Actually, the "suspect" referred to was Mohamed Belkhadir, an engineering student who was born in Morocco and a member of the mosque. He was not a perpetrator; he was the witness who alerted police by phone about the shooting. Alexandre Bissonnette, the alleged shooter, was born and raised in Quebec.
Kate Purchase is the Director of Communications for the Canadian federal government. On Tuesday, JAN-31, she wrote to Fox News, demanding that their tweet be taken down or corrected. She wrote:
"Canada is an open, welcoming country that stands by its citizens. We are a nation of millions of immigrants and refugees, of hundreds of cultures, languages, and religions bound by one, unwavering, unshakable belief: we are stronger not in spite of our differences, but because of them.
These tweets by Fox News dishonour the memory of the six [murder] victims and their families by spreading misinformation, playing identity politics, and perpetuating fear and division within our communities. ..."
Muslims are predominantly the greatest victims of terrorist acts around the world. To paint terrorists with a broad brush that extends to all Muslims is not just ignorant — it is irresponsible.
If we allow individuals and organizations to succeed by scaring people, we do not actually end up any safer. Fear does not make us safer. It makes us weaker. Ramping up fear and closing our borders is not a solution. It distracts from the real issues that affect people’s day to day life."

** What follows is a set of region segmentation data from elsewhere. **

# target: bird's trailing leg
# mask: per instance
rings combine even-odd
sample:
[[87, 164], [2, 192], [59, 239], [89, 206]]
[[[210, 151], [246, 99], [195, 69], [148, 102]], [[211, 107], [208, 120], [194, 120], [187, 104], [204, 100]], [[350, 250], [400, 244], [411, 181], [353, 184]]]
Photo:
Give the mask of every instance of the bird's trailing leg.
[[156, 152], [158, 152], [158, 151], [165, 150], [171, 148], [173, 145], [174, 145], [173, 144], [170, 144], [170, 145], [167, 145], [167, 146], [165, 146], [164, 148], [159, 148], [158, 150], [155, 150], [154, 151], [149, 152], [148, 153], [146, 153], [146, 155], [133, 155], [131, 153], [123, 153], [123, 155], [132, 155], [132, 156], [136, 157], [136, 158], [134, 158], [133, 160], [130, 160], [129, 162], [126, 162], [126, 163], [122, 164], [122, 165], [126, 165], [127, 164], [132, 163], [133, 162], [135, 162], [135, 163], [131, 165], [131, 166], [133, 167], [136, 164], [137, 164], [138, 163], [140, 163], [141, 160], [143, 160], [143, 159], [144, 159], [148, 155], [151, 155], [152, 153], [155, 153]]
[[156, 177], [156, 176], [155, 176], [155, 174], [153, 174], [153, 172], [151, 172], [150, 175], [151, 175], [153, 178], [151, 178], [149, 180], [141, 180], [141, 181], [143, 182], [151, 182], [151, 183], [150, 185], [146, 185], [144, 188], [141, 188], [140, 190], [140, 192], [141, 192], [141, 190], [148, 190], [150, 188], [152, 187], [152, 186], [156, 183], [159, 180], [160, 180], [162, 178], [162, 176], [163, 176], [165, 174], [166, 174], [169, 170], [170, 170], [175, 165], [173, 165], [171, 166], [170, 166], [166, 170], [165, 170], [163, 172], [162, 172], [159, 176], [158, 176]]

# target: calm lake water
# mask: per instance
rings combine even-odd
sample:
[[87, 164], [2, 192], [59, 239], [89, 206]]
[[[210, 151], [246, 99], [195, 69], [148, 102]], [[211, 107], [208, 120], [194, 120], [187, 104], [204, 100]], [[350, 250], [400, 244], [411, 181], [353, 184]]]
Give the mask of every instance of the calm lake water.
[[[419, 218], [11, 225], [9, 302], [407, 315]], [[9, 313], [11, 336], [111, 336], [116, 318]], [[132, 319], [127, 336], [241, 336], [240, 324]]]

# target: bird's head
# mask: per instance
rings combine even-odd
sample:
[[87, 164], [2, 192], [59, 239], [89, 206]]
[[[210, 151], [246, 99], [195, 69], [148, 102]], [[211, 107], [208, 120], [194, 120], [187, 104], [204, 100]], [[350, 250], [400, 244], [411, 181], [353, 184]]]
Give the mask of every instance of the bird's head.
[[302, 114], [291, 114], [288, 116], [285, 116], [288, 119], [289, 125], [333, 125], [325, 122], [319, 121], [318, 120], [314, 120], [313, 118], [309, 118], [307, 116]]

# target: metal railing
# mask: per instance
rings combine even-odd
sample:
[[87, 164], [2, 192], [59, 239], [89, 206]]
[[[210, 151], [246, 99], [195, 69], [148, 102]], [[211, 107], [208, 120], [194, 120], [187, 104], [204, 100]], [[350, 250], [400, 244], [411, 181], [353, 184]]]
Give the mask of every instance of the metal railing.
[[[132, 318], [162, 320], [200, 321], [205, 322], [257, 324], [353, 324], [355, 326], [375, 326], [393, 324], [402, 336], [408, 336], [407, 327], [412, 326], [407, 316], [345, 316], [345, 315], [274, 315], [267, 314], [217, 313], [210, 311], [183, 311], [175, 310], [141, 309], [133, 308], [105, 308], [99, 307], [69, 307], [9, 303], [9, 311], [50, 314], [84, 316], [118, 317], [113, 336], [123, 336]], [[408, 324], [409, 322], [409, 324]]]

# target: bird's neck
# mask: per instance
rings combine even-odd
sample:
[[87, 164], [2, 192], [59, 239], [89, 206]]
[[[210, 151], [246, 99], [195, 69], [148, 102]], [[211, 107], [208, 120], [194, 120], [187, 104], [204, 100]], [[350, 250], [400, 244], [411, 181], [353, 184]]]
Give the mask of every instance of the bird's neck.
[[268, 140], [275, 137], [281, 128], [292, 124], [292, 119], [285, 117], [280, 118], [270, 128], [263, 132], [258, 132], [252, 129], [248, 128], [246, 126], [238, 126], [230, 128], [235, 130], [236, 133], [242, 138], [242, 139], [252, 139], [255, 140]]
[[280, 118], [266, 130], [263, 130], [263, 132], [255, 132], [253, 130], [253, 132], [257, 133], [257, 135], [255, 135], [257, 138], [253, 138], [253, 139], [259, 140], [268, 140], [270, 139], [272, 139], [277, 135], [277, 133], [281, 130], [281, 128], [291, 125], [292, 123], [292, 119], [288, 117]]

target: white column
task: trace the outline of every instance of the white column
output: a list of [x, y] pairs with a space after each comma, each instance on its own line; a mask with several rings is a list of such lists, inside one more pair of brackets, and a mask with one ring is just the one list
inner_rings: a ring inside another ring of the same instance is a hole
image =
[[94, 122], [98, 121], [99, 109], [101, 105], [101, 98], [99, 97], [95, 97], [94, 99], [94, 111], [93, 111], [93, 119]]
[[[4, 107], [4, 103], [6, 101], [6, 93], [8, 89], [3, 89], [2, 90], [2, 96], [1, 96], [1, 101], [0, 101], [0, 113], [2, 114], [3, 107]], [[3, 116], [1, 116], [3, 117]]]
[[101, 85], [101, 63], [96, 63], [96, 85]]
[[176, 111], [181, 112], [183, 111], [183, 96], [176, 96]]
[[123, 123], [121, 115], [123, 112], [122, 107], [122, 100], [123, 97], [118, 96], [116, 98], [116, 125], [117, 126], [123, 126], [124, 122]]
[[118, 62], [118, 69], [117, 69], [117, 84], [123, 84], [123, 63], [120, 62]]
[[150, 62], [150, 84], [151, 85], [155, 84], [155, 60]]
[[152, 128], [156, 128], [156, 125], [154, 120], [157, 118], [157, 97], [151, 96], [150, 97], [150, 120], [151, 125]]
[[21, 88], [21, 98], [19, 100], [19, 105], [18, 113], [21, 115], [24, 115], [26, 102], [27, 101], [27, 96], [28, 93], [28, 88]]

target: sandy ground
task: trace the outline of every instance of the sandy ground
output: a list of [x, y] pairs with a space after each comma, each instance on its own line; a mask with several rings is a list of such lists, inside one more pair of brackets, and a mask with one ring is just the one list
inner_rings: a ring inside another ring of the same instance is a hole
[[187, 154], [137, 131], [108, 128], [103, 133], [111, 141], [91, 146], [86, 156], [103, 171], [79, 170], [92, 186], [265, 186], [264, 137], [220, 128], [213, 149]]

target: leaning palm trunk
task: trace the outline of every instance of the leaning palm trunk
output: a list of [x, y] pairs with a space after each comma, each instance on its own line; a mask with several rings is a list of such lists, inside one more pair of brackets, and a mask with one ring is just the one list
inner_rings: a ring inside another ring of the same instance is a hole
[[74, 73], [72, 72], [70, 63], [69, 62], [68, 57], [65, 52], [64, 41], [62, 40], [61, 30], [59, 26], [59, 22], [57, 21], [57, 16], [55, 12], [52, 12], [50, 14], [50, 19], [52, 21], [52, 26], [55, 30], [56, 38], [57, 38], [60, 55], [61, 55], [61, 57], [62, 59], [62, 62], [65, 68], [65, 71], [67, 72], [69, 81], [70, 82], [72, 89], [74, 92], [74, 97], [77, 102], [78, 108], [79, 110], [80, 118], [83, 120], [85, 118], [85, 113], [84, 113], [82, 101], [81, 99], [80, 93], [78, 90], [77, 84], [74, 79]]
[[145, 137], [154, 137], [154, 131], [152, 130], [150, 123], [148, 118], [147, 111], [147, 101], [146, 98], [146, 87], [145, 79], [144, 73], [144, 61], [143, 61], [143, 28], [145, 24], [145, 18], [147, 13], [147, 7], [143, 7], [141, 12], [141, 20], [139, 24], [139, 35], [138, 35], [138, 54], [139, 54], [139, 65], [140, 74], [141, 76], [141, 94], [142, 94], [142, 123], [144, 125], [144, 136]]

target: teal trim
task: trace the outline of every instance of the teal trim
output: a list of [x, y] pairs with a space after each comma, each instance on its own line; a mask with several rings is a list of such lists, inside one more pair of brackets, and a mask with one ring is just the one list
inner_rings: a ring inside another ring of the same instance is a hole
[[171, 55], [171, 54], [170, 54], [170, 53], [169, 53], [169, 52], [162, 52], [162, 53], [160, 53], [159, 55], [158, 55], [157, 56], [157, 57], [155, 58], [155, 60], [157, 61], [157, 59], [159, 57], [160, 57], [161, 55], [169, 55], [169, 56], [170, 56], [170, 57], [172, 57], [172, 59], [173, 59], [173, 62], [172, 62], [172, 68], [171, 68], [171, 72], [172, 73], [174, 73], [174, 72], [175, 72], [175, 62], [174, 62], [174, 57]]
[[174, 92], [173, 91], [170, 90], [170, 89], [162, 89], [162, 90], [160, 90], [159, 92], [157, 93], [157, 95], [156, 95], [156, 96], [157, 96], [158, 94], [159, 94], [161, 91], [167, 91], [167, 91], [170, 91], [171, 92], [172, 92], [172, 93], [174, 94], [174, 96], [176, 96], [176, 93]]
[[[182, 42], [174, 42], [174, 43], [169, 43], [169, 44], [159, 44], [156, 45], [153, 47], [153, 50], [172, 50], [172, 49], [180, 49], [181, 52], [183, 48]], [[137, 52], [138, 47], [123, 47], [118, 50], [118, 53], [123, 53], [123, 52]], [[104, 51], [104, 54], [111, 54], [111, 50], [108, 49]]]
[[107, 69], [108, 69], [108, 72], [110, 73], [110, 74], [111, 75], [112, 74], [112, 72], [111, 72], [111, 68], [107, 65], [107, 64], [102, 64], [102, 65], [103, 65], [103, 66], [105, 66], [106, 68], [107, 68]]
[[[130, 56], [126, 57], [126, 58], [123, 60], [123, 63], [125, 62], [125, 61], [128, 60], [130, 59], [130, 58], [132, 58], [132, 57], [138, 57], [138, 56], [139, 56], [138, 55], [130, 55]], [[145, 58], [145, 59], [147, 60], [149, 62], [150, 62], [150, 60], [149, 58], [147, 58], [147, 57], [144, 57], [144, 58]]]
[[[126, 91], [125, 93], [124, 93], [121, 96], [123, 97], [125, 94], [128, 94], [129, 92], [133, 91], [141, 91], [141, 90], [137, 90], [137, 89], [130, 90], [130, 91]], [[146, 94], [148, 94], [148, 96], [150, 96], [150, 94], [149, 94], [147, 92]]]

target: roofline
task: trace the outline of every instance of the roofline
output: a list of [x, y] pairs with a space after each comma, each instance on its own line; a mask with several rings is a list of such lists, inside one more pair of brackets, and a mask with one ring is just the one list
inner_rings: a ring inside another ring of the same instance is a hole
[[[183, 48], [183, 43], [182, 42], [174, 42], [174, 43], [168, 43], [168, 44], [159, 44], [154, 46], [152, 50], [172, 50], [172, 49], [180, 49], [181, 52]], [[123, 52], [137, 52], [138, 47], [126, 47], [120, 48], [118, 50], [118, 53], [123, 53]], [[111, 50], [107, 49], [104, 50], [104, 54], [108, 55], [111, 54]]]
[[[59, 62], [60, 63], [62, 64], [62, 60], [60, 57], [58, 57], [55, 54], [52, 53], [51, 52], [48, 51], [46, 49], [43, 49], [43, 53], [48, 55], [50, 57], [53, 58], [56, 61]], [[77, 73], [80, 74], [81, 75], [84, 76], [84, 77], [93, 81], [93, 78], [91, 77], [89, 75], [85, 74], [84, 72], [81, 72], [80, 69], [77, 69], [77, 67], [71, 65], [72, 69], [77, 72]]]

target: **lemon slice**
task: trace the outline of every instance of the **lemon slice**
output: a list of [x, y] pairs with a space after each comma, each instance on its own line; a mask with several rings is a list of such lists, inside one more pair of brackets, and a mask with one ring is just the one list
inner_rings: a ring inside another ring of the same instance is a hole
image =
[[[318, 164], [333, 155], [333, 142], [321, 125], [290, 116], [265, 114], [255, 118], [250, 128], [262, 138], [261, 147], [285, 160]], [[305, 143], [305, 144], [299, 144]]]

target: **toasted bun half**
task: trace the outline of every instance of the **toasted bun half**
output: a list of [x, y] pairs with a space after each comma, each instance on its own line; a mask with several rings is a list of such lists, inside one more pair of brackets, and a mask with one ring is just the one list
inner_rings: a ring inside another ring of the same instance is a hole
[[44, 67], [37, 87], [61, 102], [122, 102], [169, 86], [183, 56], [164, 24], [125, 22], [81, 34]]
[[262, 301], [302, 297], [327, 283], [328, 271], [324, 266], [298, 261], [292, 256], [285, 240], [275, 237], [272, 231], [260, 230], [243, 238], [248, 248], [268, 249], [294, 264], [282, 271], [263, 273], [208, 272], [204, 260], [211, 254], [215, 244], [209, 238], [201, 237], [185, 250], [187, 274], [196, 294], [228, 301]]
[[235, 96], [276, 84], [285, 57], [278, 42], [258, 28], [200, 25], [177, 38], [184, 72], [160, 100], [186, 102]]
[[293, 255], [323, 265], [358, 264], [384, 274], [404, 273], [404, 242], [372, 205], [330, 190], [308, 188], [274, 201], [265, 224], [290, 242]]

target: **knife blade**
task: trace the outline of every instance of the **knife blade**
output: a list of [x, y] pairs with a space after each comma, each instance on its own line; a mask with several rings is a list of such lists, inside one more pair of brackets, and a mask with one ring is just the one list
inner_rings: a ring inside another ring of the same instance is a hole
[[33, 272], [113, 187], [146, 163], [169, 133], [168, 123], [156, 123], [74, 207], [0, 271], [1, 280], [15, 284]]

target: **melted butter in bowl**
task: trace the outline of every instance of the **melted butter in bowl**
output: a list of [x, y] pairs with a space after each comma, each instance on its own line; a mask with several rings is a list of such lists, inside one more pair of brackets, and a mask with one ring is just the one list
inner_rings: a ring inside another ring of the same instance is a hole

She referred to "six victims" in her letter. Actually there were apparently about 25 victims, of whom six were killed and perhaps 19 were injured.
Later on Tuesday evening, Fox News deleted the original tweet.
Responses to the shootings across Canada:
Ian Austen & Craig Smith, writing for the New York Times, said:
"In a world often hostile to migration, Canada has stood out, welcoming thousands of refugees fleeing war and seeking a haven. It has been a feel-good time for Canada, proud of its national tolerance. ..."
"The nation quickly rallied after the attack. Prime Minister Justin Trudeau called it an act of terrorism, and there was a collective outpouring of remorse and empathy. But the attack also forced Canadians to confront a growing intolerance and extremism that has taken root particularly among some people in this French-speaking corner of the country.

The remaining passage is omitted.